Ils voulaient en être estimés, et l’être pour la vertu et pour la piété. Ils auraient applaudi aux miracles de Jésus Christ s’il avait voulu dépendre d’eux en quelque sorte, en s’appuyant de leur faveur, et s’il n’avait condamné leur ambition et leur hypocrisie. Ils se portèrent aux dernières extrémités contre lui, en suivant par degrés les pernicieux conseils que l’envie ne manque jamais de suggérer quand on n’y résiste pas.
Ils furent punis de leur malice par la terrible punition de la satisfaire ; et de leurs ténèbres volontaires, par un aveuglement surnaturel. Ces châtiments sont dus à l’envie, et quiconque en reçoit le poison doit craindre qu’il ne produise en lui les mêmes effets, quoique les circonstances extérieures soient différentes.
Car Dieu rejette avec horreur et avec mépris les envieux, dit saint Ambroise, et leur refuse la grâce, lors même qu’ils paraissent la demander, en punition de ce qu’ils la persécutent dans leurs frères dont la piété les blesse et les irrite ; et il détourne d’eux les miracles de sa miséricorde, parce que c’est l’éclat même de ces miracles qui les éblouit et les offense, quand il les fait pour les autres.
L’horreur qu’une telle injustice, frappée d’une telle malédiction, nous cause pour des moments, n’est pas le remède de l’envie, ni une preuve qu’on en soit exempt. Il faut s’en assurer par d’autres témoignages, et se demander souvent à soi-même si l’on respecte sincèrement dans les autres les dons de Dieu ;
si l’on applaudit à sa miséricorde, dès qu’on en voit des vestiges dans ceux mêmes qui paraissent moins favorables à notre égard ; si l’on en rend grâces avec eux, et pour eux ; si l’on est bien aise qu’ils soient estimés, et plus que nous ; si l’on s’afflige avec vérité et en secret de leurs fautes ;
si l’on est préparé à les couvrir lorsqu’il est inutile ou dangereux d’en donner connaissance ;
si l’on consent à n’être rien aux yeux des hommes, et si l’on connaît la justice, aussi bien que la sûreté d’un état obscur ;
enfin si l’on est véritablement appliqué à faire valoir le mérite et les talents des autres, dans les mêmes choses, où l’on pourrait espérer, ou la préférence, ou l’égalité.
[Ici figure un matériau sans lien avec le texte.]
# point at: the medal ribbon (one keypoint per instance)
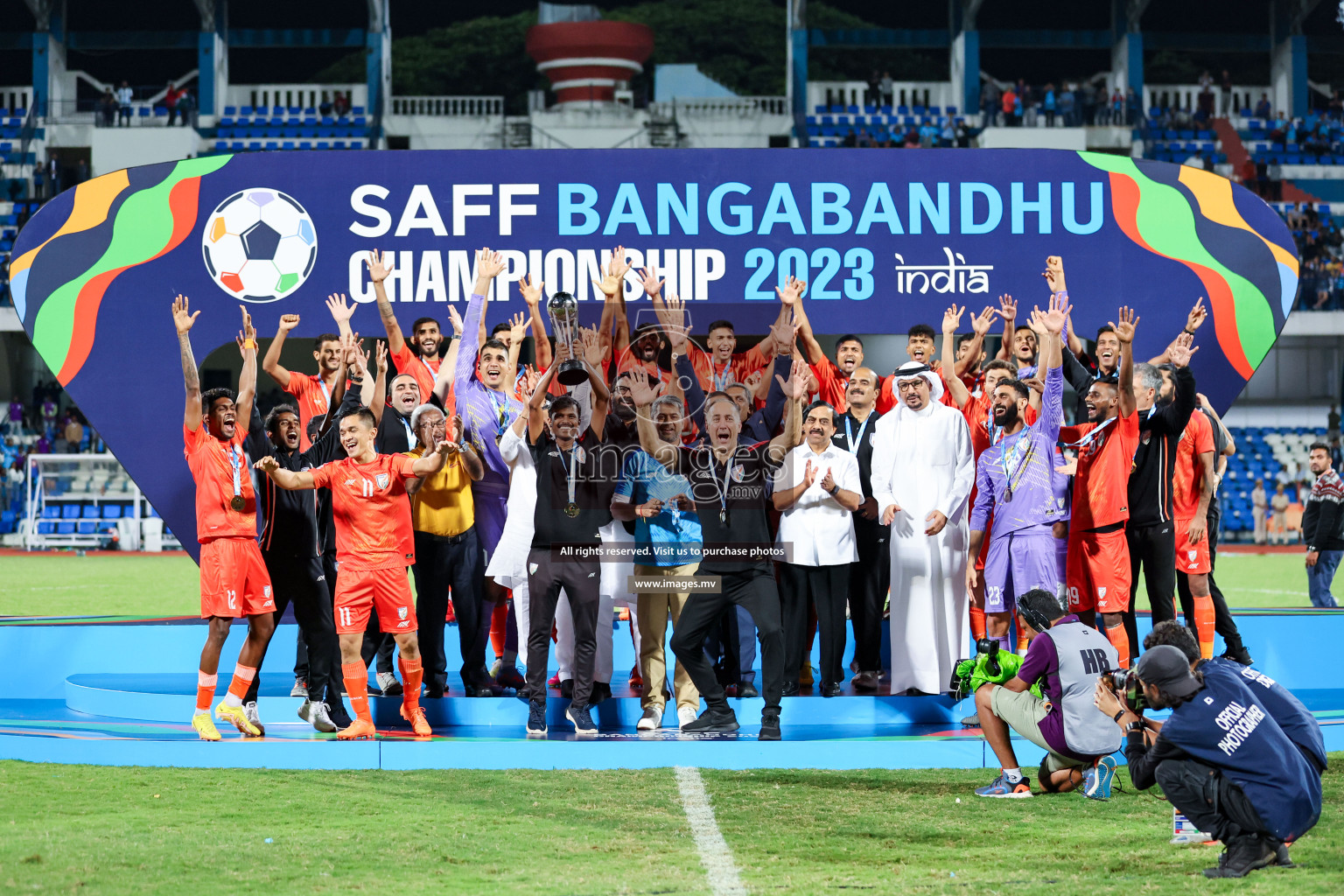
(237, 462)
(850, 437)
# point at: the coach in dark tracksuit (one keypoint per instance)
(292, 549)
(1151, 532)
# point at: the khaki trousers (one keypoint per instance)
(654, 609)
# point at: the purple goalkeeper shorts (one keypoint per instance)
(1019, 562)
(491, 509)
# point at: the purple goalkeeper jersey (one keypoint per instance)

On ne se trompe point à de telles marques.
Mais il faut qu’elles soient vraies, autrement l’on passe successivement d’une disposition qui paraissait tranquille à une autre pleine d’agitations et d’inquiétudes. On est content pour des moments et ensuite affligé.
On croit ne rien désirer et peu de temps après on est plein de projets et de désirs. On fait au dehors quelque bien par intervalle, par humeur, selon que l’amour-propre est satisfait ou blessé ; mais, dans le fond, tout est injuste aux yeux de Dieu : car rien n’est plus véritable que cette parole de l’apôtre saint Jacques, qu’il n’y a qu’inconstance et désordre et que tout est mauvais où règne la jalousie et l’esprit de contention.
Jacques-Joseph Duguet Explication des différents caractères que saint Paul donne à la charité « La Vie Spirituelle», mars 1945, p. 175-176.